LENOX -- Far less familiar than Shakespeare's other histories, ''King John" fills Shakespeare & Company's Founders' Theatre with dizzying political maneuverings, sharply drawn characters, and heartbreaking insight into the costs of senseless war.
Artistic director Tina Packer, who directs ''King John" with vigorous grace, has said she doesn't understand why the play isn't staged more often. Her production, rich in humor, nuance, and intelligent ambiguity, certainly backs up her argument for its virtues. And the fine cast, led by Allyn Burrows as the titular king and Peter Macon as the Bastard Faulconbridge (the play's true center), brings the tumultuous relationships -- both personal and political -- to vivid life.
Still, there are reasons for the play's obscurity. The split focus between King John and the Bastard, for one, has made audiences unsure where to direct their attention. It doesn't help that John isn't utterly a villain nor Faulconbridge utterly a hero, so there's no simple story of evil vanquished and good rewarded. More troubling, even those who treasure complexity may feel let down by the ending, which offers neither a blaze of glory nor a gory bloodbath but instead a poisoning-ex-machina and, offstage, the signing of the Magna Carta. OK, so the last act needs work.
Let's face it, though: Flawed Shakespeare is still Shakespeare, and Packer does everything but call in a script doctor to make that ending fly. She has woven faceless, menacing monks throughout, so the news that one of them has poisoned the king comes as less of a surprise than it might. And Daniel Kotlowitz's subtle lighting, always effective -- bathing Edward Check's chessboard set in blood red for battle, deep shadows for dark deeds -- here creates a leafy, pastoral orchard that grounds John's death, his son's succession, and Faulconbridge's quiet acquiescence to it all in a helpfully believable reality.
As for the story, you'd be wise to read the play before seeing it, because it's hard to tell the players without a score card. But Packer and her cast do a terrific job of creating richly individual characters, aided by Arthur Oliver's elegantly color-coded costumes: red for the English, blue for the French, and red and blue, quartered, for the young English prince, Arthur, whose right to the throne is supported by the French and so becomes the cause of war.
Burrows contributes his usual finely tuned ear and voice; he also gives us a childish, silly John who, frighteningly, wields deadly power. (Any parallels to current political figures are intentional; note how the beleaguered people of Angiers, pawns to John's machinations, wear costumes evoking traditional Afghan dress.) Macon's Faulconbridge, meanwhile, is wild and brash and funny; as he must, Faulconbridge steals the show.

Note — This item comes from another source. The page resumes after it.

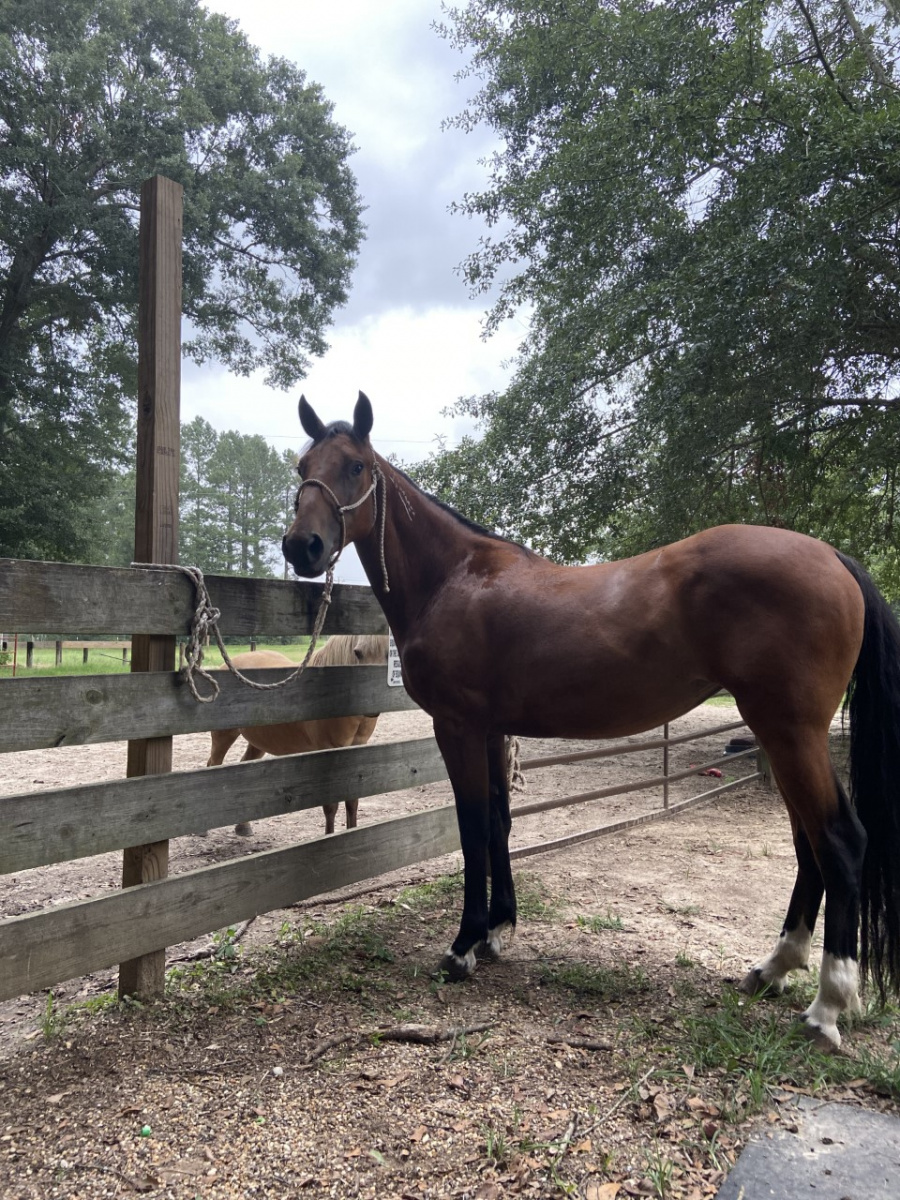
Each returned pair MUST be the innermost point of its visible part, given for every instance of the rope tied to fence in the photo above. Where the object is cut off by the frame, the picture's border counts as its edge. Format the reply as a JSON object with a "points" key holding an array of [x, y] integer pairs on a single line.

In supporting roles, Mel Cobb stands out as the blandly cynical Cardinal Pandulph, Kenajuan Bentley as the compassionate Hubert, and Annette Miller as Queen Gloria Swanson -- excuse me, Queen Eleanor of Aquitaine, but her self-dramatizing Hollywood glamour feels just right for John's scheming, power-mad mother. As Constance, Barbara Sims pitches the great speech of mourning for her child too high; she would find greater power in greater simplicity. Still, her intensity is affecting, and her performance, coupled with Miller's, places a fascinating emphasis on the play's exploration of the complex relationships between mothers and their sons.
Hmm -- a history play in which the women play important roles? Maybe the obscurity of ''King John" isn't a total mystery after all.